STAT 39000: Project 15 — Fall 2020

Motivation: We’ve done a lot of work with SQL this semester. Let’s review concepts in this project and mix and match R and SQL to solve data-driven problems.

Context: In this project, we will reinforce topics you’ve already learned, with a focus on SQL.

Scope: SQL, sqlite, R

Learning objectives
  • Write and run SQL queries in sqlite on real-world data.

  • Use SQL from within R.


The following questions will use the dataset found in Scholar:


F.R.I.E.N.D.S is a popular tv show. They have an interesting naming convention for the names of their episodes. They all begin with the text "The One …​". There are 6 primary characters in the show: Chandler, Joey, Monica, Phoebe, Rachel, and Ross. Let’s use SQL and R to take a look at how many times each characters' names appear in the title of the episodes.


Question 1

Write a query that gets the episode_title_id, primary_title, rating, and votes, of all of the episodes of Friends (title_id is tt0108778).

You can slightly modify the solution to question (5) in project 13.

Items to submit
  • SQL query used to answer the question.

  • First 5 results of the query.

Question 2

Now that you have a working query, connect to the database and run the query to get the data into an R data frame. In previous projects, we learned how to used regular expressions to search for text. For each character, how many episodes `primary_title`s contained their name?

Items to submit
  • R code in a code chunk that was used to find the solution.
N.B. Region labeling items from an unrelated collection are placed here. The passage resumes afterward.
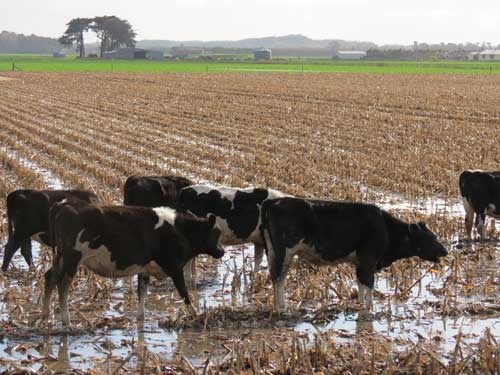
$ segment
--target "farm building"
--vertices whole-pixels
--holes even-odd
[[[253,52],[255,60],[271,60],[273,53],[269,48],[262,48]]]
[[[500,49],[487,49],[481,52],[469,53],[469,60],[500,61]]]
[[[149,59],[161,60],[163,59],[162,51],[145,50],[135,47],[124,47],[114,51],[104,52],[102,57],[105,59]]]
[[[334,58],[339,60],[361,60],[365,57],[365,51],[337,51],[334,56]]]

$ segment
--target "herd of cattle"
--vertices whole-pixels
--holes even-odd
[[[483,237],[485,215],[500,216],[500,173],[465,171],[459,179],[466,232]],[[105,277],[138,276],[138,317],[150,276],[170,276],[187,308],[187,281],[199,254],[253,243],[257,272],[267,253],[274,308],[285,308],[284,283],[292,258],[356,267],[360,302],[371,308],[375,272],[418,256],[437,262],[444,246],[423,222],[405,223],[372,204],[292,197],[272,189],[196,185],[176,176],[129,177],[124,205],[105,206],[81,190],[16,190],[7,197],[8,240],[2,270],[15,252],[32,266],[31,239],[54,249],[45,274],[42,315],[57,286],[61,320],[69,325],[68,289],[80,264]]]

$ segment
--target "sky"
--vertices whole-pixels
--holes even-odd
[[[377,44],[500,44],[499,0],[0,0],[0,30],[23,34],[59,37],[71,18],[97,15],[127,19],[137,40],[302,34]]]

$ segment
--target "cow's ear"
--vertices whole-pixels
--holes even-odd
[[[420,230],[420,226],[418,224],[414,224],[414,223],[408,224],[408,231],[410,232],[410,234],[418,232],[419,230]]]
[[[266,189],[254,189],[255,200],[260,203],[264,201],[268,196],[269,192]]]
[[[210,228],[214,227],[216,221],[217,220],[215,218],[215,215],[209,215],[208,216],[208,225],[210,226]]]

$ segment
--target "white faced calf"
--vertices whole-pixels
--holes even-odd
[[[49,316],[57,286],[64,325],[70,323],[68,288],[81,264],[104,277],[138,275],[138,316],[143,317],[150,276],[170,276],[187,308],[196,313],[183,267],[198,254],[224,255],[214,216],[198,218],[166,207],[66,205],[55,215],[53,231],[57,249],[45,274],[42,315]]]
  • The solution pasted below the code chunk.

Question 3

Create a graphic showing our results in (2) using your favorite package. Make sure the plot has a good title, x-label, y-label, and try to incorporate some of the following colors: #273c8b, #bd253a, #016f7c, #f56934, #016c5a, #9055b1, #eaab37.

Items to submit
  • The R code used to generate the graphic.

  • The graphic in a png or jpg/jpeg format.

Question 4

Now we will turn our focus to other information in the database. Use a combination of SQL and R to find which of the following 3 genres has the highest average rating for movies (see type column from titles table): Romance, Comedy, Animation. In the titles table, you can find the genres in the genres column. There may be some overlap (i.e. a movie may have more than one genre), this is ok.

To query rows which have the genre Action as one of its genres:

SELECT * FROM titles WHERE genres LIKE '%action%';
Items to submit
  • Any code you used to solve the problem in a code chunk.

  • The average rating of each of the genres listed for movies.

Question 5

Write a function called top_episode in R which accepts the path to the imdb.db database, as well as the title_id of a tv series (for example, "tt0108778" or "tt1266020"), and returns the season_number, episode_number, primary_title, and rating of the highest rated episode in the series. Test it out on some of your favorite series, and share the results.

Items to submit
  • Any code you used to solve the problem in a code chunk.

  • The results for at least 3 of your favorite tv series.